L’UNSA Éducation approuve l’objectif d’un nouveau socle commun ainsi que l’affirmation du continuum de la scolarité obligatoire. La sortie nécessaire du « tout disciplinaire »,  le développement des compétences, l'appel à de nouvelles pratiques pédagogiques et à une évaluation repensée, ainsi que la valorisation de projets éducatifs de territoires associant tous les acteurs de l’éducation, vont également dans le bon sens.
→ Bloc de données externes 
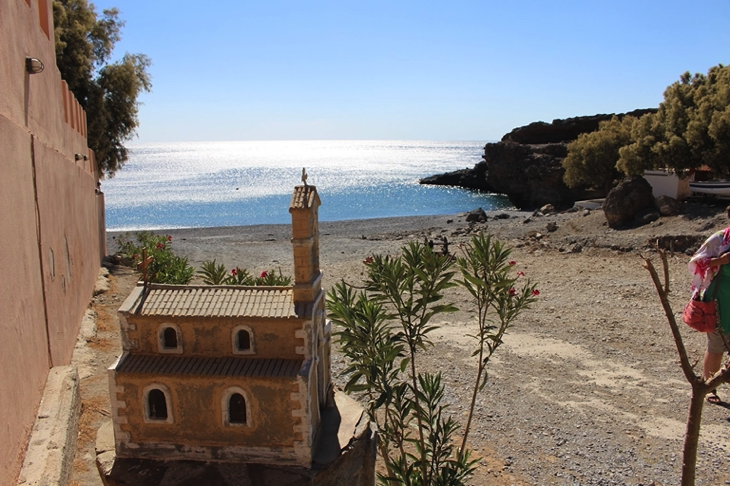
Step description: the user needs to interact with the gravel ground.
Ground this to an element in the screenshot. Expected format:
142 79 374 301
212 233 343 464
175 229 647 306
72 199 730 485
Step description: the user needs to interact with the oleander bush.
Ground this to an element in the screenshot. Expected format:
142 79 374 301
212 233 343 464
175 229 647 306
116 231 195 285
198 259 291 287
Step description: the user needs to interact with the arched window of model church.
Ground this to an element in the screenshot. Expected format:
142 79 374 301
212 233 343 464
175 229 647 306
162 327 177 349
147 388 167 420
236 329 251 351
228 393 246 424
231 325 256 354
157 322 183 354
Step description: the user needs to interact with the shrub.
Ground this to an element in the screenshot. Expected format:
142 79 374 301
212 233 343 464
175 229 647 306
198 259 291 287
117 231 195 285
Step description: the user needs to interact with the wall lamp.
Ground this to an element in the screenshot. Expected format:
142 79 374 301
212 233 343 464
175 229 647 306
25 57 43 74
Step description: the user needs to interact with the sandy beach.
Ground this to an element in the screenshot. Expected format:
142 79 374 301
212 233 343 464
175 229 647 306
73 204 730 485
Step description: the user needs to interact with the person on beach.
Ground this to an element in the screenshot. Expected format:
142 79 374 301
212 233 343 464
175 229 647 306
689 224 730 404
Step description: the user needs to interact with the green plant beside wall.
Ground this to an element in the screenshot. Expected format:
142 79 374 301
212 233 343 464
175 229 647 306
117 231 195 285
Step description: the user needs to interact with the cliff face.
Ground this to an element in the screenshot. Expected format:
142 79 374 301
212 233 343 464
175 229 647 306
421 109 656 209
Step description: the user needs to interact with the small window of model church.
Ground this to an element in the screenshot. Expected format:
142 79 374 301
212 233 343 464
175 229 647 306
228 393 246 424
221 386 252 427
231 326 255 354
157 323 182 354
236 329 251 351
163 327 177 349
142 383 173 424
147 390 167 420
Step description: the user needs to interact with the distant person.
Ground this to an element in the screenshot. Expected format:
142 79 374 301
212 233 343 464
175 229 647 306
689 226 730 404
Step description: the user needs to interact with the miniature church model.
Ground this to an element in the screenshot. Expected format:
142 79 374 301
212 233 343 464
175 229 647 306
109 179 331 467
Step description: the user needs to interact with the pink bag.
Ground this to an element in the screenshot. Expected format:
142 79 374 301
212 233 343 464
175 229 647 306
682 299 718 332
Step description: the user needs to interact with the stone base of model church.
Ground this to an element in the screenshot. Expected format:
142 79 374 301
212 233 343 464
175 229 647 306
96 391 377 486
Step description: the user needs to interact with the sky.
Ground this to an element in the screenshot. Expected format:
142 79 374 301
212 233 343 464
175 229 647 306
91 0 730 143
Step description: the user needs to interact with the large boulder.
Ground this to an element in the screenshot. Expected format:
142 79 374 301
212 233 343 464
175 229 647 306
656 196 682 216
603 176 656 228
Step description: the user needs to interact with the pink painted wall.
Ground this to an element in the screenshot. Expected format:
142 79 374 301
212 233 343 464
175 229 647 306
0 0 103 484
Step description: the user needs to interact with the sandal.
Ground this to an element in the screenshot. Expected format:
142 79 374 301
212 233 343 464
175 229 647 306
705 390 722 405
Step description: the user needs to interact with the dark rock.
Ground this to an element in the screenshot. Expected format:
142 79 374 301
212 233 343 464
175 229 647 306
647 235 706 254
603 176 656 228
421 109 656 211
484 142 576 209
540 204 555 214
656 196 682 216
419 162 494 192
466 208 487 223
634 208 660 226
502 108 657 144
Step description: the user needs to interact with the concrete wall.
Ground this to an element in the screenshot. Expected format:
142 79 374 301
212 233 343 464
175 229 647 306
0 0 103 484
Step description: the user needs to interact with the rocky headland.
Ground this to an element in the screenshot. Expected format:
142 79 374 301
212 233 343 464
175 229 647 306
421 109 656 210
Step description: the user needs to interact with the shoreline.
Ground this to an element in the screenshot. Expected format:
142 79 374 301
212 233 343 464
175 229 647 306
106 209 532 245
92 203 730 486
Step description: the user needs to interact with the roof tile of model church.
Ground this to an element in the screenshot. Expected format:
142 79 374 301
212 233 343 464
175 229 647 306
134 285 297 318
117 354 302 378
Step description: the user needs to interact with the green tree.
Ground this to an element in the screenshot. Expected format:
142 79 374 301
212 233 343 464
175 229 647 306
563 116 636 191
618 64 730 177
53 0 152 177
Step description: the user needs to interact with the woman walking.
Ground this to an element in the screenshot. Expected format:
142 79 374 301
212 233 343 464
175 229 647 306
689 224 730 404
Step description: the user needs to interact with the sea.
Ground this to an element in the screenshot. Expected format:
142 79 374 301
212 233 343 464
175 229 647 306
101 140 511 231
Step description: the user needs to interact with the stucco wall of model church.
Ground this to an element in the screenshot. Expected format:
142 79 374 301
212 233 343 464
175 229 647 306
0 0 103 484
115 374 305 462
123 316 304 359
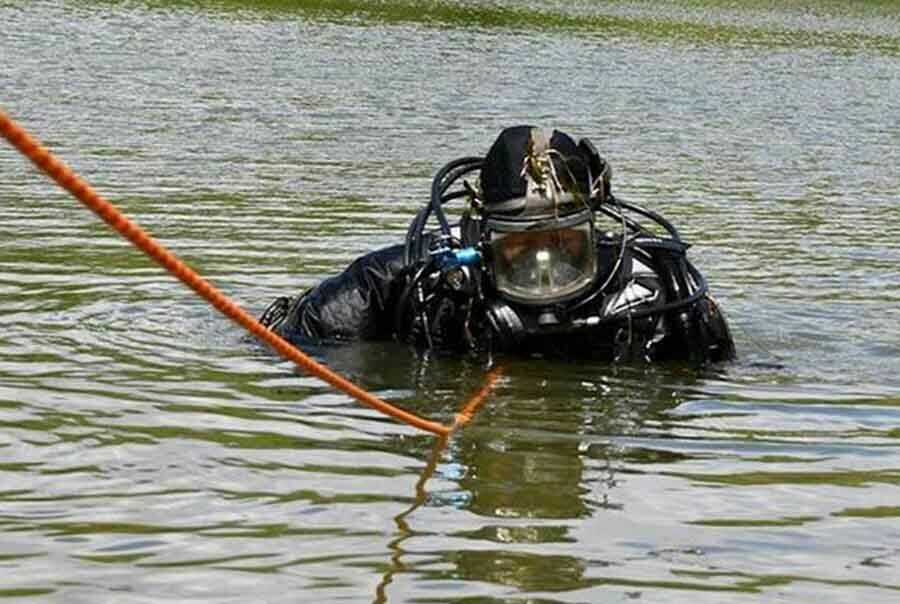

Dans cette logique, la formation initiale et continue est, comme l’UNSA Éducation le souhaitait, présentée comme un levier de la transformation.
A l’image même de la concertation, le lycée reste le parent pauvre des propositions. De même, de nombreuses questions restent à préciser comme la signification pour les personnels, des évolutions sur  les rythmes ou sur l’unification d’un service public d’orientation.
Pour L’UNSA Éducation, même s’il demeure moins précis quant aux mesures concrètes, ce rapport est une bonne base. Il faut maintenant passer de l’ambition à l’audace et il appartient au Ministre de fixer ce cap dans le projet de loi.
Avec l’acte II de la refondation qui s’ouvre aujourd’hui vient désormais le temps des personnels.
Un calendrier précis de négociations doit être fixé  avec les organisations syndicales représentatives pour la mise en oeuvre de la loi et pour  travailler sur ses textes d’application. Parallèlement, le ministère devra impliquer et mobiliser tous les professionnels de l’Education qui seront les véritables acteurs du changement.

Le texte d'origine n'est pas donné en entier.